I’ve always had difficulty with preplanned directive in my work. I’ve spent some time recently trying to get better at it, but so far have found I usually like the results less. Not giving up, though, as I suspect a nice blend of unplanned an preplanned can be a good way to work.
Jane,
I never worked this precise way before. But I have been painting, taking classes, fooling around with various painting and drawing media, for a number of years. With the John Day possibility, it seemed a perfect opportunity to put the painting and the textiles together.
I’m not sure what will ultimately happen — that’s part of the process. I want to figure out if there are visual ideas that are better in watercolor than in oil than in textiles than in painted or pieced or whatever textiles. The textile “culmination” is, I must admit, a hedge — I know I can do OK with textiles, but the painting is completely untested in any public context. So, when people look askance, I can always stonewall and say, “well, I’m really a textile artist”…:-)
One of the pieces, Miocene, the one I still think is the most powerful, was not a “culmination” at all but a result of visiting the region for a few days. Miocene was completely finished in August even to the binding!); I spent September at John Day. I had taken photographs and made some quick sketches on the earlier visit, but hadn’t explored in paint the way I have done for the others. So “culmination” may be a misleading term — or one I can hide behind.
However, what I am finding as I work is that I am vastly expanding my ideas about the landscape — what it means, how it looks, where its roots are — because the painting can be done quickly (watercolor) or slowly (oil), thoughtfully (oil over weeks) or offhandedly (oil in one evening — al prima).
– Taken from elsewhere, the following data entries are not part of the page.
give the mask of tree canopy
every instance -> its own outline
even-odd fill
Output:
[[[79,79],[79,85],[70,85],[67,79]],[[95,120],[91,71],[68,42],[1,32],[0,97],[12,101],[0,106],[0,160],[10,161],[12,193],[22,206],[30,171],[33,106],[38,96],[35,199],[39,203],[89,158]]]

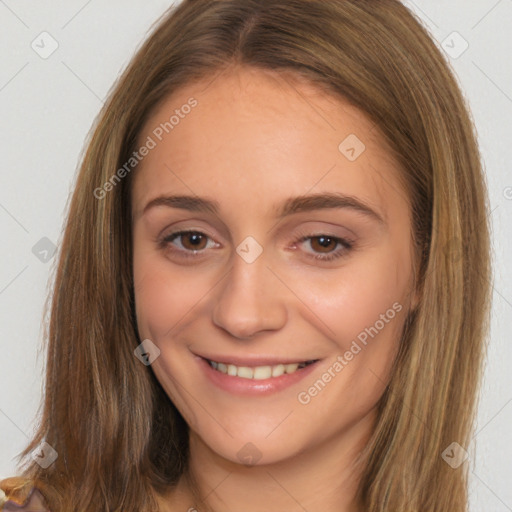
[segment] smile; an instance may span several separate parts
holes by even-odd
[[[207,359],[208,364],[215,370],[232,377],[241,377],[242,379],[264,380],[272,377],[281,377],[281,375],[292,374],[301,370],[315,361],[304,361],[302,363],[276,364],[273,366],[236,366],[234,364],[220,363]]]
I can digitize and manipulate photos and then put them on fabric and see what that “means.”
And then I have a record of those visual ideas. Before I might have had passing thoughts, but I wouldn’t have the visual record.
The only hard part is tearing myself away from the painting to do the stitching. Right now, I’m loving sloshing around in the paints.
I think that most textile artists try out techniques but they don’t work out their visual designs in a recorded fashion ahead of time. But the design wall is a kind of try-out are and if you photograph work in progress (as I often did and do), you can have a record of the “studies.” But the visceral sense of using my arms and fingers and squinting into the sun and tasting the dust — all these, I think, inform even the textile work, done months later.
Really interesting approach June, I admire your focus. How fascinating to explore one subject/topic in multiple media. The idea of working through studies to reach the ultimate pieces is not the typical modus operandi for art quilters. Have you worked this way in other media prior to fiber? How do you feel this changes the development of your work, as opposed to going right to the final piece?
For myself, I usually do small thumbnail sketches for larger pieces, occasionally I’ll do some technique samples to try out a process if I’m not certain of the result. I also sometimes make small studies for larger pieces, but in fabric with many of the same techniques and materials that will end up in a larger piece. Of course, large and small are relative. Large for me is 16 x 20 and small can be 4 x 6 or 6 x 8. Um, inches that is. I am absolutely ruthless though about destroying or throwing out unsuccessful work, that may be a carry over from my days as a printmaker.